The International Monetary Fund warned earlier that Trump`s tariff policy would damage the US economy as well as America`s trading partners around the world. US Federal Reserve Chairman Jerome Powell also said the Trump administration`s trade policy has become a growing concern among Federal Reserve members.


On March 21, an op-ed on the Financial Times said, "Trump`s trade war with China could be like invading Afghanistan, a quagmire through the ages." What`s more, Europe, Japan and other countries may also pay the price.


China is not the only target of Trump`s trade policy. French President Emmanuel Macron and other EU leaders said they would not be blackmailed by Washington and the European Commission has started a retaliation process against US tariffs. US allies Canada, Japan and South Korea are also unsatisfied.


As an anti-establishment figure, Trump once said to White House Chief of Staff John Kelly that he felt stymied by the globalists in his orbit. For the past year, Republican politicians have made efforts to prevent him making reckless decisions on trade policy, including ideas like scraping the North American Free Trade Agreement. However they failed.
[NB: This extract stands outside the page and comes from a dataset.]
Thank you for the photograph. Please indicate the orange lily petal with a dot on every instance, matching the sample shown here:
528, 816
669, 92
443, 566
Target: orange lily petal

Out of strong opposition to Trump`s tariff policy, Gary Cohn, former Goldman Sachs president and a committed globalist, resigned as top economic adviser. To avoid being sacked, his successor Larry Kudlow only wants to obey Trump and implement the "America First" principle. Hawkish forces, represented by US Trade Representative Robert Lighthizer and White House trade adviser Peter Navarro, have enormously increased their presence in decision-making circles.


As more White House staff are replaced, uncertainty pursues US diplomacy. It appears that the US president does not sweat the details and the consequences of his policymaking.
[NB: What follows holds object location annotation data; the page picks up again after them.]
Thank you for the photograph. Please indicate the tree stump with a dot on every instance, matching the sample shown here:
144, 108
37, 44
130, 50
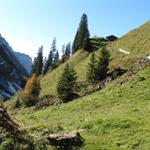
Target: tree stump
66, 140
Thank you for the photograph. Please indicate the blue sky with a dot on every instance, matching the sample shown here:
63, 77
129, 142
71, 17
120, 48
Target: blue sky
28, 24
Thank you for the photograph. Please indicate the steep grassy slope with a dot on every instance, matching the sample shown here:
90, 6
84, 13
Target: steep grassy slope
137, 42
114, 118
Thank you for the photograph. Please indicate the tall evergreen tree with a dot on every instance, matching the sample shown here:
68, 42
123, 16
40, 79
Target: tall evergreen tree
81, 40
31, 91
34, 65
102, 64
53, 46
75, 45
38, 62
67, 85
68, 50
48, 63
91, 72
56, 60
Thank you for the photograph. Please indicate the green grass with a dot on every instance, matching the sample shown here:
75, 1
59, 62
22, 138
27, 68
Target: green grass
137, 42
114, 118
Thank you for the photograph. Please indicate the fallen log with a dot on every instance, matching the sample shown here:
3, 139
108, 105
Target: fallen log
66, 140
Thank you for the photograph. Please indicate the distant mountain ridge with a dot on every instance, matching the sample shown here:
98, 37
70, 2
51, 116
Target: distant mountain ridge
13, 70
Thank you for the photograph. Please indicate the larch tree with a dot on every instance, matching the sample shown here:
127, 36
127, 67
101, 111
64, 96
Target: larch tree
91, 71
81, 40
67, 85
102, 64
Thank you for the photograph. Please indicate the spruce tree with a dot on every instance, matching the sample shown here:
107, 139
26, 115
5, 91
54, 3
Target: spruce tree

Although many inside the US want a tough policy toward China, they do not like a trade war harming the US. President of the US Chamber of Commerce Thomas Donohue said in a statement that "simply put, tariffs are damaging taxes on American consumers."


Forty-five US trade associations representing some of the largest companies in the country have urged Trump not to impose tariffs on China, warning it would be "particularly harmful" to the US economy and consumers. The organizations said in a letter to Trump that potential tariffs on China would raise prices on consumer goods, kill jobs and drive down financial markets. They will reduce US competitiveness in the long term.


Soybean producers in the US fear China will retaliate against the nation`s agriculture sector. Some analysts expected China to import 100 million tons of soybeans during the 2018-19 market year. China is the top importer of US soybeans and related products, and US agricultural exports to China represent about $20 billion annually for American farmers.


Apart from tariffs, the Trump administration is going to impose restrictions on Chinese investment in the US and student visas. It is believed that the investment from China has created hundreds of thousands of jobs.


The US has a global trade surplus in education. Chinese students in the US account for roughly one-third of the 1.1 million international students enrolled at American universities in the 2016-17 academic year.


China has tried hard to prevent the trade war and Beijing promised it will open even wider to imports and investment. However the Chinese people`s anger has been sparked. The world`s second largest economy will not be blackmailed and just like Cui Tiankai, Chinese ambassador to the US said, "If a trade war were initiated by the US, China would fight to the end to defend its own legitimate interests with all necessary measures."


It is hard to achieve Trump`s demand for a $100 billion cut in China`s trade surplus with the US by only reducing imports from China. The US should end its restrictions on high-technology products and attract more Chinese enterprises to set up factories in the US.


However, the US has labeled China a US strategic competitor and its increasingly hawkish decision-making circle is creating obstacles for both countries.


The author is a visiting fellow at the Chongyang Institute for Financial Studies at Renmin University of China.